The focused context principle
Each PACE agent is a stateless function. It receives exactly the context it needs — no more, no less. When an agent finishes, its conversational state is discarded. The next agent starts fresh with a purpose-built context assembled from structured YAML artifacts produced by its predecessors. There is no shared conversation history between agents.
| Agent | Input context | Approximate input tokens |
|---|---|---|
| PRIME | plan.yaml entry + SCRIBE context docs | 6,000–10,000 |
| FORGE | Story Card + context docs + relevant source files | 15,000–50,000 |
| GATE | Story Card + Handoff Note + test runner output | 5,000–12,000 |
| SENTINEL | Story Card + Handoff Note + GATE report + targeted source | 6,000–15,000 |
| CONDUIT | Story Card + Handoff Note + SENTINEL report + CI workflow files | 5,000–10,000 |
| SCRIBE | Story Card + Handoff Note + all three review reports | 8,000–20,000 |
| Full pipeline | sequential, not simultaneous | ~45,000–117,000 total |
The key insight is that these calls are sequential, not simultaneous.
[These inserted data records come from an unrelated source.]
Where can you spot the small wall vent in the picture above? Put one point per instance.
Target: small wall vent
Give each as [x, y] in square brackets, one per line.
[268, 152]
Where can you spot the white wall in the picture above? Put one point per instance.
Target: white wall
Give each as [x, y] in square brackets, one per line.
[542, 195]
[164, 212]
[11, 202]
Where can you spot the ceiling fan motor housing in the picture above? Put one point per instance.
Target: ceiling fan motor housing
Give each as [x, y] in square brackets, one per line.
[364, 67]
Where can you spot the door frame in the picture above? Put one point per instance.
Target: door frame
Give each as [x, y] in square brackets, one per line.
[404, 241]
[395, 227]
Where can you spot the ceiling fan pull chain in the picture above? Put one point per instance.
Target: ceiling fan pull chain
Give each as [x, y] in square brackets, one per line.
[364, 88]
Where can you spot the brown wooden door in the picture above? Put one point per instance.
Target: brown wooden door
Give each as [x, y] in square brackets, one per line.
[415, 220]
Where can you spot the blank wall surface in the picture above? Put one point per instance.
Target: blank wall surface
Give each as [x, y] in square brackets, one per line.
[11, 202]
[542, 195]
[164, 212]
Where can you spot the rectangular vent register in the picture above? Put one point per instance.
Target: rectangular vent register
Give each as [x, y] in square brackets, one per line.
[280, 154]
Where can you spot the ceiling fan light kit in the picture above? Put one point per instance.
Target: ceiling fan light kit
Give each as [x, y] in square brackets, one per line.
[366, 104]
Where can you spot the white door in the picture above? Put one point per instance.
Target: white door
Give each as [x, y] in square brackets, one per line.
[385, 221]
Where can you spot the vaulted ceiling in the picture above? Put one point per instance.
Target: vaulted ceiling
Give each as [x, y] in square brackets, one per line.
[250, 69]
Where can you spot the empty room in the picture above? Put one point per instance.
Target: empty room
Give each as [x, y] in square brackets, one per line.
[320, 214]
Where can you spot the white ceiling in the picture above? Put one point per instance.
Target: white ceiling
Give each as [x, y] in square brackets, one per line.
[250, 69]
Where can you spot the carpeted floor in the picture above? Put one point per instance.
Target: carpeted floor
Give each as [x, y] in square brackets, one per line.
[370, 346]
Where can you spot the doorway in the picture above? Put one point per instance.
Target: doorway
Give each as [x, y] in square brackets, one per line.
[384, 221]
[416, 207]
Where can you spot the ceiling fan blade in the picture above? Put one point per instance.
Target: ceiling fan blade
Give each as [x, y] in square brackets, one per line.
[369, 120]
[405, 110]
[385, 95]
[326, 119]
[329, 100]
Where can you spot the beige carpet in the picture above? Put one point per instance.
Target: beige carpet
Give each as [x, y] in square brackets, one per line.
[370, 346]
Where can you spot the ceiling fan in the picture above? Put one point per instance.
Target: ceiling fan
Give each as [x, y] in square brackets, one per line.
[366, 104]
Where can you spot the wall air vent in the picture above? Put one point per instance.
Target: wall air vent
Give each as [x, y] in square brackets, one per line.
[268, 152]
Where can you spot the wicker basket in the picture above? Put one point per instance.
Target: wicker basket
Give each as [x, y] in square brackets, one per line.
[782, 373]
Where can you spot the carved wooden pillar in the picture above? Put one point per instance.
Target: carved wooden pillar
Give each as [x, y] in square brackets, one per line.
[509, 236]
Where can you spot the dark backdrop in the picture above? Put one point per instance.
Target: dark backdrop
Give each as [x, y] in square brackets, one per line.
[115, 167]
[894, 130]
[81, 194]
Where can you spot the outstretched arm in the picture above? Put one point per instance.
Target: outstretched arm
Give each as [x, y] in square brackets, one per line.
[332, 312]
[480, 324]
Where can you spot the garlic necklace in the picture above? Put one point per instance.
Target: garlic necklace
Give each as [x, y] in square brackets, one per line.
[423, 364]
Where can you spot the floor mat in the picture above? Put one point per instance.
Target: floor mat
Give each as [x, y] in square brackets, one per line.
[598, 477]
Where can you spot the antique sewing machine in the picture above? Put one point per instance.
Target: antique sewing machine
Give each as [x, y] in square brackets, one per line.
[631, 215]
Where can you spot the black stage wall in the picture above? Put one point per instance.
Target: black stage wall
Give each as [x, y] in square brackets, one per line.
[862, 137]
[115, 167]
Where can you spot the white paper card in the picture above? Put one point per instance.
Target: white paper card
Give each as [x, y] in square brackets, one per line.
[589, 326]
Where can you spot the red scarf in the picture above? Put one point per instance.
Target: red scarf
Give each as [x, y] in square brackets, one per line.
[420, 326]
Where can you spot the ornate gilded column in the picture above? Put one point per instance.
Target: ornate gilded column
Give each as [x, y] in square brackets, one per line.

The total input token count is the sum of individual calls — not a single context window that must hold everything at once. An equivalent open-ended AI session doing the same work routinely exceeds 300,000 tokens because it never resets.
Token shape per agent
The following table shows typical token usage and estimated cost per agent for a single story attempt using the default model assignment (FORGE on Sonnet, all other agents on Haiku).
| Agent | Model | Input tokens | Output tokens | Cost (typical) |
|---|---|---|---|---|
| PRIME | Haiku | 6,000–10,000 | 800–1,500 | $0.003–0.006 |
| FORGE | Sonnet | 15,000–50,000 | 5,000–20,000 (multi-turn) | $0.80–2.50 |
| GATE | Haiku | 5,000–12,000 | 1,000–2,500 | $0.003–0.008 |
| SENTINEL | Haiku | 6,000–15,000 | 1,500–3,000 | $0.004–0.009 |
| CONDUIT | Haiku | 5,000–10,000 | 1,000–2,000 | $0.003–0.006 |
| SCRIBE | Haiku | 8,000–20,000 | 2,000–5,000 | $0.005–0.013 |
| Total (1 attempt) | Mixed | ~45,000–117,000 | ~11,000–34,000 | $0.82–2.54 |
FORGE’s multi-turn loop is bounded by forge.max_iterations (default: 35). An unbounded interactive session has no equivalent guarantee — a model exploring dead ends has no automatic escape valve.
SCRIBE as token compression
SCRIBE maintains .pace/context/engineering.md — a structured, token-dense summary of the codebase that grows incrementally across the sprint. This document is the primary mechanism by which PACE avoids re-reading raw source files on every story.
On Day 1, FORGE reads source files directly to understand the codebase. On Day 2 and beyond, FORGE reads engineering.md instead.
Without SCRIBE (Day 2), FORGE must re-read the raw source to reconstruct a model of the codebase:
main.py (800 tokens) + models.py (1,200 tokens) + repository.py (900 tokens) + services.py (1,100 tokens) + tests/conftest.py (600 tokens) + ... = ~12,000 tokens of raw source to understand the module mapWith SCRIBE (Day 2), FORGE reads one document:
engineering.md (~2,500 tokens) = structured module map, interfaces, test patterns, conventions — already synthesisedThe sprint-level impact of this compression is substantial:
| Sprint day | Without SCRIBE (raw source reads) | With SCRIBE (engineering.md) | Saving |
|---|---|---|---|
| Day 1 | 12,000–50,000 tokens | 12,000–50,000 tokens (baseline) | — |
| Day 2 | 12,000–50,000 tokens | 2,000–4,000 tokens | ~85% |
| Day 3–30 | 12,000–50,000 per day | 2,000–4,000 per day | ~85% |
| Sprint total (30 days) | 360,000–1,500,000 tokens | 70,000–170,000 tokens | ~80% reduction |
SCRIBE updates engineering.md at the end of every day. It adds new modules, updated interfaces, and new patterns introduced in that day’s story. FORGE on Day N+1 starts with an accurate, token-dense model of the codebase — not a blank slate.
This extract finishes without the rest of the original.